The chain, which operates 323 c-stores, is 75% owned by venture capitalists, a breed not renowned for hanging about when a money-making opportunity presents itself.

Investors HSBC Ventures UK and Electra Partners both have 30% stakes through TM’s holding company Thistledove. Management have a 25% stake, and Legal and General has a 15% stake.

Neither HSBC nor Electra is making bones about the fact that TM Retail’s portfolio of 1,221stores - which are mostly CTNs - is suddenly hot property.

A source at Electra said: “TM is the largest independent around. Electra or anyone else would want to discuss an exit.”

And HSBC Ventures director Mark Dunfoy points out that both HSBC and Electra have held their investments since 1995.

“That’s an unusually long time for a venture capitalist. It would usually look to pass its investment on to someone else after a couple of years,” he says. “The industry is consolidating. TM is the last significant chain of independent c-stores. They are more attractive than they were.”

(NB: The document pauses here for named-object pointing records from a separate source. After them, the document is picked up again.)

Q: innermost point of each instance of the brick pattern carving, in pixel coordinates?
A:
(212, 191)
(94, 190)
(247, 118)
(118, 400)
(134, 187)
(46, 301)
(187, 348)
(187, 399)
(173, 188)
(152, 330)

But Dunfoy stresses: “We are not making any comment on TM beyond what the company itself is saying. But I can say we have had approaches about c-stores in the recent past from more than one party.”

Less attractive CTNs

So what does TM Retail itself have to say? “We are not commenting on that market speculation,” insists TM’s finance director Russell Cox. But he adds: “The T&S acquisition by Tesco is a very interesting development in the market, the interest in our business is not surprising. It leaves us as the largest c-store operator.”

As well as the c-stores, TM Retail has a diverse portfolio of smaller, less attractive CTN stores across the UK - and a total of five fascias.But who would want to get their hands on this diverse mix, particularly when rivals suggest the company might be having a hard time growing sales and profit?

Thistledove is due to file fresh figures at Companies House on Monday, which will no doubt be perused closely by the industry if TM Retail is discreetly taken to market by its financial backers. But figures from the company for the 39 weeks to August 2002 show turnover was £512.6m, up from £497.9m in the same period in 2001. Pre-tax profit was £16.6m down from £18.7m.

Retailers from M&S to Budgens are now rumoured to be lining up as potential purchasers. But those two chains, at least, are denying any interest.
Musgrave UK executive chairman Eoin McGettigan says: “There is no truth in the rumour at all”. And Marks and Spencer chief executive Roger Holmes tells us he has no plans to extend the Simply Food portfolio through the acquisition of TM Retail.

“There would be no sense in making an acquisition like that. We don’t compete directly with corner shops. Simply Food is a meal solutions store. The Tesco and Co-operative Group activity doesn’t change Marks and Spencer’s strategy, but it does reinforce the importance of small stores.”

With Safeway and Sainsbury also eyeing up convenience stores, when the dust of this latest round of consolidation has cleared, TM’s backers may soon find their investment in the sector has finally paid off.